During the launch countdown, mission teams will monitor the leak to see if it increases. Crews have spent the past two weeks assessing acceptable levels for the helium leak and troubleshooting, which is outlined in the rulebook that engineers will use when assessing the leak Saturday morning, Nappi said.

While considering the helium issue, engineers saw a “design vulnerability” in the propulsion system – essentially identifying a remote scenario where some trucks would fail as the vehicle leaves Earth orbit, with no backup means of returning home safely.

NASA and Boeing have since worked with the thruster vendor to come up with a backup plan for the deorbit burn, should that situation arise, Stich said at a May 24 news conference.

“We’ve restored that redundancy to backup capacity in a very remote series of failures for the direct stream,” Stich said.

After a flight readiness review meeting on May 29, leaders from NASA, Boeing and United Launch Alliance, which built the rocket, declared “launch readiness, including all systems, facilities and crews that support the test flight ,” according to the space agency.

Starliner parachutes were also closely watched by mission teams when one parachute on Blue Origin’s recent subsonic flight failed to fully inflate. Starliner uses components similar to that parachute system, Stich said.

Blue Origin shared flight data with Boeing and NASA, and after evaluating the Starliner parachutes, the team deemed them “good to fly.”

Last minute packing

The space station had an anomaly Wednesday that Starliner could help fix, said Dana Weigel, manager for NASA’s International Space Station Program.

A pump on the station’s urine processor assembly failed.

“That urine processor takes all the staff’s urine and processes in the first stage of a water recovery system,” Weigel said. “It then sends it downstream to a water processor that turns it into drinking water.
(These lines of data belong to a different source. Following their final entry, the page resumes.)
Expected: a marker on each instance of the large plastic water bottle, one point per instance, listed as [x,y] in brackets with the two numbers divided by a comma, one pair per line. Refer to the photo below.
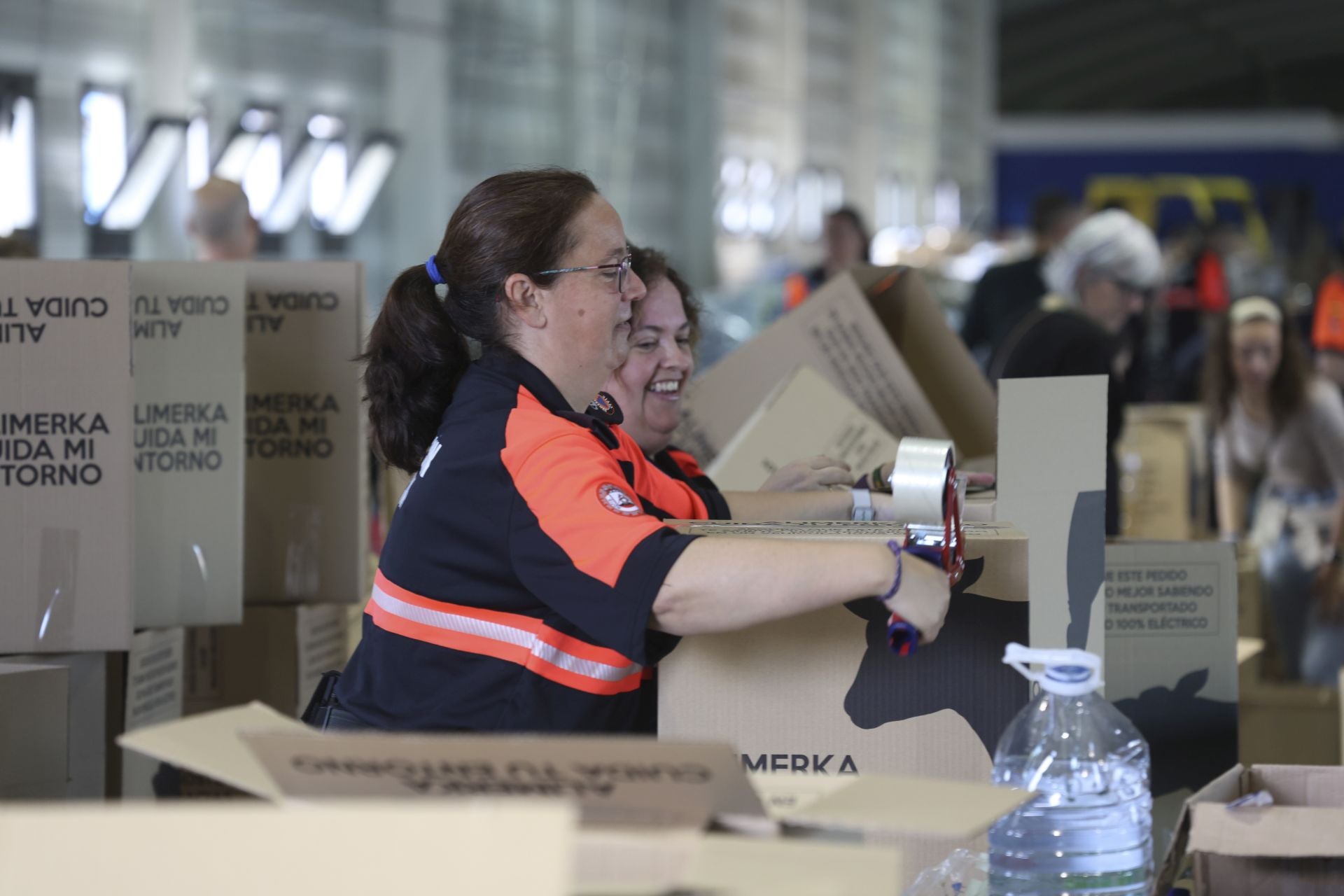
[1089,830]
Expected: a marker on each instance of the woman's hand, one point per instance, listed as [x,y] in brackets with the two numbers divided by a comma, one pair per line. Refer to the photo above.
[974,480]
[815,473]
[924,597]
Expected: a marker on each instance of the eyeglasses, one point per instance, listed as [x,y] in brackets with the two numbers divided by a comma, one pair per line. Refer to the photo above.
[622,267]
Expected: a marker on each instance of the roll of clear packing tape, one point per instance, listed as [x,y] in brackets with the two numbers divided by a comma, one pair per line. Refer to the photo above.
[920,480]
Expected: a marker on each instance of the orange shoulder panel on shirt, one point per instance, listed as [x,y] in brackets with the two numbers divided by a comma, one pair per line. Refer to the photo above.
[687,463]
[671,495]
[574,486]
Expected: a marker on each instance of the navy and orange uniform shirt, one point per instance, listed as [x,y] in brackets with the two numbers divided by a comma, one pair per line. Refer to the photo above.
[518,580]
[682,465]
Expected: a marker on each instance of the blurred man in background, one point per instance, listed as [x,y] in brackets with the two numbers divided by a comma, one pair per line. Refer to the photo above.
[1100,280]
[220,226]
[1008,293]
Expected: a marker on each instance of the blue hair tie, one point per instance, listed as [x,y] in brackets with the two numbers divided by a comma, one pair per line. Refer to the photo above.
[433,272]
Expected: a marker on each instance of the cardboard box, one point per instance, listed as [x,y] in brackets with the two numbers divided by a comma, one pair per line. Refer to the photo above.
[1294,846]
[33,731]
[822,694]
[307,469]
[1289,723]
[879,337]
[213,849]
[188,442]
[96,711]
[1171,654]
[1053,486]
[277,656]
[644,804]
[1155,484]
[1166,480]
[153,696]
[65,456]
[806,415]
[1172,663]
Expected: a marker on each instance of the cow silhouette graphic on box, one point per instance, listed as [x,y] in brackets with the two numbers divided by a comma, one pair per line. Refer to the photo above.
[962,671]
[1193,739]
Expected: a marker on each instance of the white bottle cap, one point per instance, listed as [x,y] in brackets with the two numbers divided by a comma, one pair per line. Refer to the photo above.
[1070,673]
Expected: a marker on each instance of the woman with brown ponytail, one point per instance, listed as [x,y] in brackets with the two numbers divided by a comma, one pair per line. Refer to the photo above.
[528,582]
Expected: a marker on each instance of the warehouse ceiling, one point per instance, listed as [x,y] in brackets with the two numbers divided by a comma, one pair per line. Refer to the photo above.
[1101,55]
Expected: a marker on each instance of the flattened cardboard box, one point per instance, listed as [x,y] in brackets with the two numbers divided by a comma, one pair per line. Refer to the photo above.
[806,415]
[1171,662]
[1288,723]
[178,848]
[307,468]
[277,656]
[188,330]
[1294,846]
[823,695]
[878,336]
[153,696]
[34,736]
[65,457]
[96,716]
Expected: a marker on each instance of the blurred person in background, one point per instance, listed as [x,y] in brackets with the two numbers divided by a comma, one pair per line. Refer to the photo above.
[1007,293]
[1098,279]
[847,242]
[648,386]
[220,225]
[1280,437]
[1328,326]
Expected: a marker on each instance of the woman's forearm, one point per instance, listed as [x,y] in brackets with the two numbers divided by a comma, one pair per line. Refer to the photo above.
[722,584]
[1231,507]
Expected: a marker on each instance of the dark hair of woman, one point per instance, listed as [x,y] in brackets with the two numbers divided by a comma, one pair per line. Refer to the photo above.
[1287,391]
[851,214]
[651,266]
[512,223]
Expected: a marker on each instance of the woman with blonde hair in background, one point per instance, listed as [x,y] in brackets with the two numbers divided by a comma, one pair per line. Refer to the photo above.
[1278,465]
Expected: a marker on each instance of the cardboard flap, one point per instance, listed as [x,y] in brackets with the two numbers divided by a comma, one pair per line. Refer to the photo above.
[616,780]
[210,745]
[836,332]
[619,862]
[956,387]
[1221,790]
[1304,786]
[229,848]
[756,867]
[1285,832]
[927,806]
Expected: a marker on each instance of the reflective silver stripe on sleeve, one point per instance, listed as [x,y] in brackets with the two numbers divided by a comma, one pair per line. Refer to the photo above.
[505,634]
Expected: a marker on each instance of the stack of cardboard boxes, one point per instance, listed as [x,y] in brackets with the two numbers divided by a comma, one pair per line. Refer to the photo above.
[178,441]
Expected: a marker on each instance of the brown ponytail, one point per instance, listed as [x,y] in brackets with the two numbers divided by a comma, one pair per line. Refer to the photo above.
[419,349]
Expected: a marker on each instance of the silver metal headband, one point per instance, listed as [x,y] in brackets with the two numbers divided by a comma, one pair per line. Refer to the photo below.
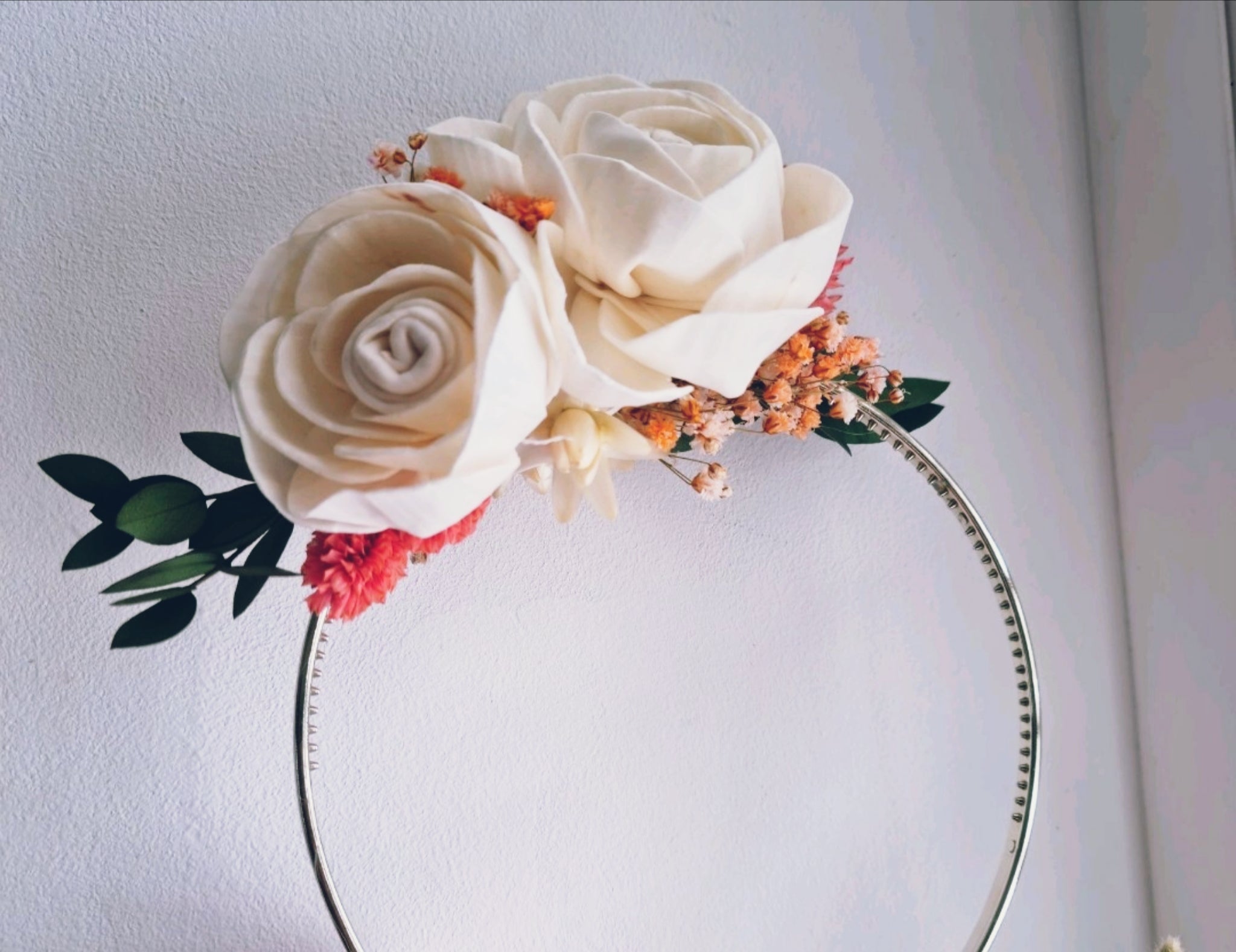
[1014,630]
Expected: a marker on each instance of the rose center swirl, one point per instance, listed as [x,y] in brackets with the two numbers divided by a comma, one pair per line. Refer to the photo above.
[409,347]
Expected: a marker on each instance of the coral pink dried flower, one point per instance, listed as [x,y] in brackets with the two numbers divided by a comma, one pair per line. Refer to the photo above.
[389,159]
[349,572]
[777,421]
[778,393]
[436,173]
[831,294]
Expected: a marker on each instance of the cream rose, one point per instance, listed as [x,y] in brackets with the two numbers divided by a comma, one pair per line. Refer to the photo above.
[387,360]
[695,251]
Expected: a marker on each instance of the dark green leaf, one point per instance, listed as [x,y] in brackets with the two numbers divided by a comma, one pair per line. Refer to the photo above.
[95,547]
[159,623]
[919,416]
[168,572]
[165,513]
[259,572]
[107,509]
[221,451]
[267,552]
[86,477]
[153,595]
[842,433]
[232,518]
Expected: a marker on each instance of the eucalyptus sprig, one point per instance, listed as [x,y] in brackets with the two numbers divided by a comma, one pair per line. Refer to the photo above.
[917,408]
[166,510]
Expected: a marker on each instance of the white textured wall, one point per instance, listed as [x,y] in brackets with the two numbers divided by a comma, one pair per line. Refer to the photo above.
[773,724]
[1160,95]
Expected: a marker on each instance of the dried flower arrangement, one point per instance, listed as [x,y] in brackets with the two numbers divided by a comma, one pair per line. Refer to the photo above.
[614,272]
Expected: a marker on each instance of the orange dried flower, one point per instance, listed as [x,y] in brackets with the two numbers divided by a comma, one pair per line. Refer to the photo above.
[436,173]
[859,351]
[526,210]
[810,397]
[871,382]
[690,409]
[800,349]
[778,393]
[785,364]
[829,367]
[808,422]
[778,421]
[661,431]
[747,407]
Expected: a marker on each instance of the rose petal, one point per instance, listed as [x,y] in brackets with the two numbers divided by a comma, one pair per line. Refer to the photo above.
[559,95]
[718,351]
[423,508]
[752,203]
[654,241]
[477,152]
[311,393]
[600,375]
[605,135]
[343,315]
[360,250]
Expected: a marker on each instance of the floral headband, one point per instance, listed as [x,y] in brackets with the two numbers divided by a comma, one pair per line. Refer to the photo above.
[613,273]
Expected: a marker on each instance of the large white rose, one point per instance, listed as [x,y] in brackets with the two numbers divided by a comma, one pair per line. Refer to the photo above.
[696,252]
[389,357]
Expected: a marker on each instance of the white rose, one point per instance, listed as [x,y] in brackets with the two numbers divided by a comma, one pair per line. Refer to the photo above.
[387,360]
[696,251]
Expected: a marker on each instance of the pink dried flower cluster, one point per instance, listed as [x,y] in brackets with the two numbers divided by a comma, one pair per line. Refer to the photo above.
[349,572]
[387,159]
[816,367]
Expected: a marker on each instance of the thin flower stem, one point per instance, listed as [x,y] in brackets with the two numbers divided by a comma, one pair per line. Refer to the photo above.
[677,472]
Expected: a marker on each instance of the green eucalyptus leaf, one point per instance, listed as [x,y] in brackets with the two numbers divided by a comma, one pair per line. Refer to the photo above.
[842,433]
[234,516]
[164,513]
[220,451]
[919,416]
[919,392]
[159,623]
[266,552]
[95,547]
[107,509]
[168,572]
[87,477]
[153,595]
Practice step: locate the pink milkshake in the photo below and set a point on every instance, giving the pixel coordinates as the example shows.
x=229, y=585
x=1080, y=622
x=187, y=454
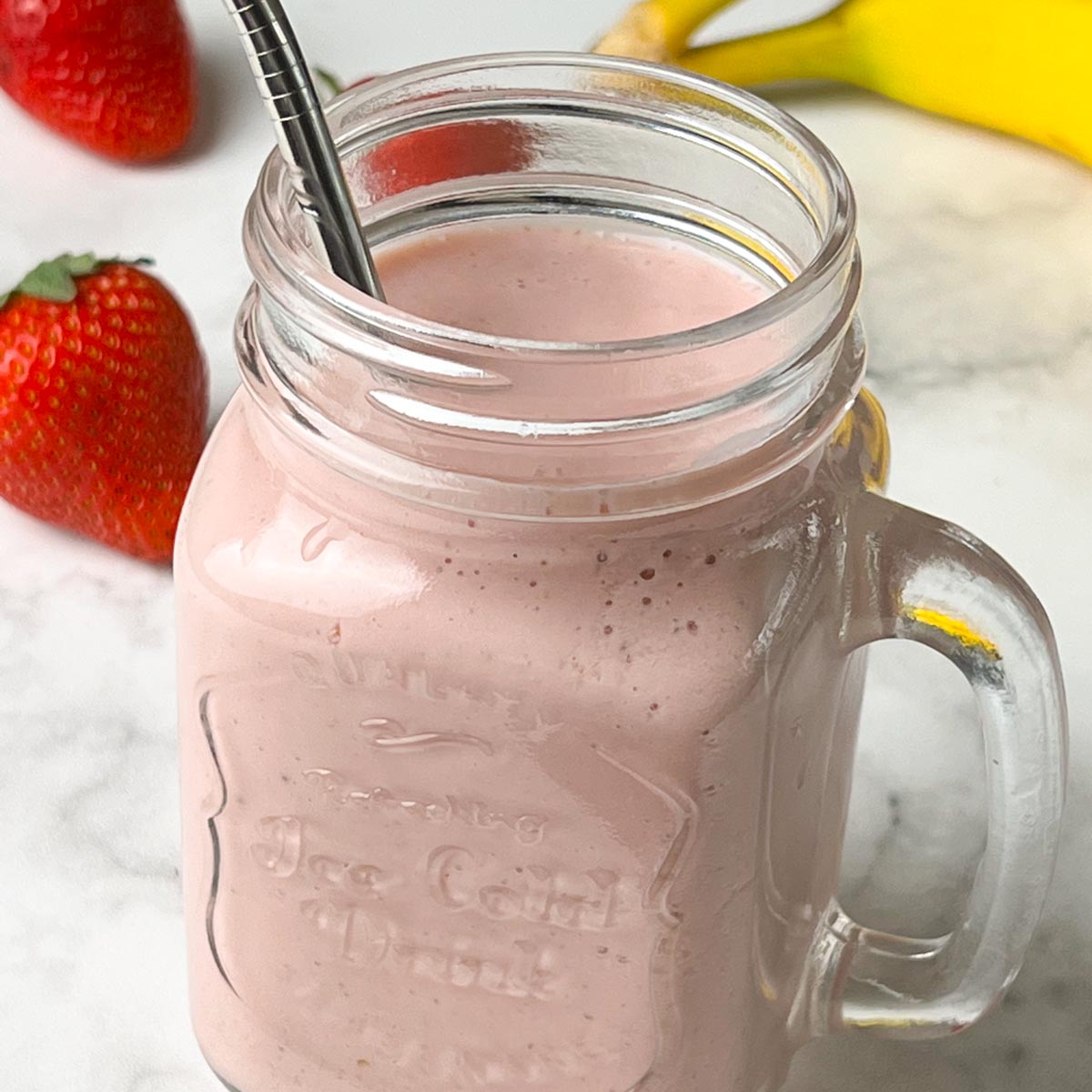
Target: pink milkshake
x=520, y=620
x=475, y=802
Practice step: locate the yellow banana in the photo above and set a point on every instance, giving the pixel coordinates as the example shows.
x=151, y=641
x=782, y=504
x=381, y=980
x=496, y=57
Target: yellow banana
x=1015, y=66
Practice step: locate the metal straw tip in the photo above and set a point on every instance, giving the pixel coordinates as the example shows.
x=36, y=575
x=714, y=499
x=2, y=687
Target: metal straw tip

The station is really designed to be a closed loop.”

The pump was expected to operate until the fall, and another was scheduled to fly aboard a cargo replacement mission planned for August. But the pump failure “put us in a position where we would have to store a lot of urine,” Weigel said.

Now, the urine must be stored on board in containers. To resolve this issue, a replacement pump was quickly swapped into the Starliner cargo. The pump weighs about 150 pounds, so the team removed two crew suitcases from Starliner carrying clothes and toiletries like shampoo and soap that Wilmore and Williams handpicked.

The space station has a contingency supply of generic clothing and toiletries that the astronaut duo will use instead for their short stay, Weigel said.

Wilmore and Williams have been in crew quarantine to protect their health before launch since late April, said NASA astronaut Mike Fincke, who is set to pilot the upcoming Boeing Starliner-1 mission that would follow a successful test flight.

“Butch and Suni have every confidence in our rockets, our spacecraft and our operations teams and leadership management teams, and they are certainly ready to go,” he said.

CNN’s Deblina Chakraborty contributed to this report.